Les principaux partis d’opposition se sentent piégés. Ils ne peuvent pas être considérés comme ne défendant pas la frontière, ils appellent donc principalement à un traitement humanitaire, à un engagement de l’UE et à la convocation d’une réunion du Conseil de sécurité nationale avec des représentants de tous les partis politiques. Le recul contre les critiques soulignant la cruauté des forces de sécurité a cependant été féroce. Lorsqu’une actrice de télévision populaire de l’une des séries romantiques les plus anciennes de Pologne a publié sur son site Instagram un clip choquant d’abus de la police des frontières, avec « Meurtres ! » dans le texte, elle a été immédiatement licenciée par la télévision d’État. La célébrité fasciste des médias Wojciech Cejrowski, quant à elle, a recueilli des milliers de likes quelques minutes après son appel sur les réseaux sociaux pour équiper les nouvelles clôtures de barbelés de fusils automatiques tirant sur tout ce qui bouge.

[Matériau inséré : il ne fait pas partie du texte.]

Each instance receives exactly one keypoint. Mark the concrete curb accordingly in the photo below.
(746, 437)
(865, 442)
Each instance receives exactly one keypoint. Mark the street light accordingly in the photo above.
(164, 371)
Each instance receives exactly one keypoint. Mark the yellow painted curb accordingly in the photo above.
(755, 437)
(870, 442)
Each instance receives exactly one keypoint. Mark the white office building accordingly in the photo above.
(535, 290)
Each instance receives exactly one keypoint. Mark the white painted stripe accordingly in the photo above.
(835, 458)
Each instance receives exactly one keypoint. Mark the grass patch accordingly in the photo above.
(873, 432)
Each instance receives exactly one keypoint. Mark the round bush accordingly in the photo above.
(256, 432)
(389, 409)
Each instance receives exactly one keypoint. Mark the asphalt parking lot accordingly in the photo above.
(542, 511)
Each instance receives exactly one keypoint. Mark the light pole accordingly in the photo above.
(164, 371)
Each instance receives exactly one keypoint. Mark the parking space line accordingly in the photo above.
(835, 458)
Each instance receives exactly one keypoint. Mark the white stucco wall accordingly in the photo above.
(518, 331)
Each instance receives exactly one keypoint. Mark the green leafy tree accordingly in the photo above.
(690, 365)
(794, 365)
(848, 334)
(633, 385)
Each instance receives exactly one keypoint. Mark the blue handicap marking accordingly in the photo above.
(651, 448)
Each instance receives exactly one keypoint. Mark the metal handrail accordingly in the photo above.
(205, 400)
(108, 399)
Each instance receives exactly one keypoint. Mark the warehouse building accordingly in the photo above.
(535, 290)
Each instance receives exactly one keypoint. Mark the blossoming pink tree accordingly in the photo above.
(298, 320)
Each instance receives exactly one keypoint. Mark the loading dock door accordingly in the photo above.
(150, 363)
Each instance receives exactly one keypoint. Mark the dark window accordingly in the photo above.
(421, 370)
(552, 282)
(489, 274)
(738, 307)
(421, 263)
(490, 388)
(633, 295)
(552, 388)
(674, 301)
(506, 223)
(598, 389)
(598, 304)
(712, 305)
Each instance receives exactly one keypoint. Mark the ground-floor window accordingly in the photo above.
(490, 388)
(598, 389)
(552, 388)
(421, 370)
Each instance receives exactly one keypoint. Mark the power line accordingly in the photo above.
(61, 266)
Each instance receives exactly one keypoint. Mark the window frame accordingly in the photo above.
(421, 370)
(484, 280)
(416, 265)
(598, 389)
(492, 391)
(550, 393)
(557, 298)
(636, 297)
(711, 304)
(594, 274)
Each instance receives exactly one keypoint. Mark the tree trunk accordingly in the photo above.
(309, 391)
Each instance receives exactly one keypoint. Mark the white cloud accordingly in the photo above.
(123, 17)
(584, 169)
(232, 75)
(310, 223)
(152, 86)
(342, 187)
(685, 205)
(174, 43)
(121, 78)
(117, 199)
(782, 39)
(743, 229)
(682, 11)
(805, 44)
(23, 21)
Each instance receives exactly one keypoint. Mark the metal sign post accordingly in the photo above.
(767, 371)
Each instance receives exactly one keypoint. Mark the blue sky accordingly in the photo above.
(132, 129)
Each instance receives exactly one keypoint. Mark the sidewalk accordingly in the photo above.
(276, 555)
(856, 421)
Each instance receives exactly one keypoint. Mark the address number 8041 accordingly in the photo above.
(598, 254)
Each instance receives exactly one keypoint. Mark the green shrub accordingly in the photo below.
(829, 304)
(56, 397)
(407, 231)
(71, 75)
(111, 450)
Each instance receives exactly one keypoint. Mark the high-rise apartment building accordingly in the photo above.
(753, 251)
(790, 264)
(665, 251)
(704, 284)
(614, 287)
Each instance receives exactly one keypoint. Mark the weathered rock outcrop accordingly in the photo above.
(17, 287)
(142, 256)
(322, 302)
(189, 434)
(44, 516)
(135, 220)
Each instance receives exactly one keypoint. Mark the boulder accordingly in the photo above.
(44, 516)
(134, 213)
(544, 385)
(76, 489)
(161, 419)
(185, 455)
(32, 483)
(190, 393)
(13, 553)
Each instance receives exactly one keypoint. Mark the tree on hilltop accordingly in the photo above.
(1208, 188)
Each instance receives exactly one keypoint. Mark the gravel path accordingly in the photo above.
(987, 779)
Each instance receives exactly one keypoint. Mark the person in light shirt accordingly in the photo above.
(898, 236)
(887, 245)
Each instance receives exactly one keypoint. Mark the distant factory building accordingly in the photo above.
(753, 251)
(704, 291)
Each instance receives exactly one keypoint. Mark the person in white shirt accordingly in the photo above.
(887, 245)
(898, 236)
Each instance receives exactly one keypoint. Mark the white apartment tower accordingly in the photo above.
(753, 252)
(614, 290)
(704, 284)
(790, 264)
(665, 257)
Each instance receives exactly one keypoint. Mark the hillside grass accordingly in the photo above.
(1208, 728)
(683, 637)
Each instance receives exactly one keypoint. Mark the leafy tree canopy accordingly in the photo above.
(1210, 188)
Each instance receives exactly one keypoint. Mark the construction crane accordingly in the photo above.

Au final, la crise frontalière a été une manne du ciel pour Kaczyński. Cela n’a jamais été une crise dangereuse; les quelques milliers qui restent à geler dans la forêt sont une dérisoire du nombre de réfugiés traités par la Grèce, l’Italie ou l’Espagne, dont aucun n’a refusé de soins médicaux, imposé l’état d’urgence ou interdit les bénévoles et les journalistes. Mais cela a permis au gouvernement de proclamer, comme il le fait tous les jours maintenant, que la Pologne fait face à une menace non seulement de l’Occident (c’est-à-dire l’Union européenne, menaçant de retenir des fonds en raison de l’assaut du gouvernement contre le pouvoir judiciaire), mais de la L’Est aussi, justifiant ainsi les mesures « dures » que Kaczyński est toujours prêt à fournir. Il oblige également l’opposition à soutenir « l’unité nationale » ou à être accusée de haïr son propre pays.
Quant à la Biélorussie, son stratagème s’est retourné contre lui. La volonté de la Pologne de laisser les migrants mourir de faim semble pousser la Biélorussie à s’assurer qu’ils ne meurent pas de faim sur son sol. Loukachenko fait maintenant face à davantage de sanctions de la part de l’Occident et à une pression croissante de la Russie, agacée par l’aventurisme impossible à gagner du leader mercuriel.
Comme d’habitude, les plus vulnérables perdent. L’Europe est allée plus loin en abandonnant officiellement toutes les obligations de traitement des demandeurs d’asile. Les migrants auront de la chance de s’en sortir avec leur vie.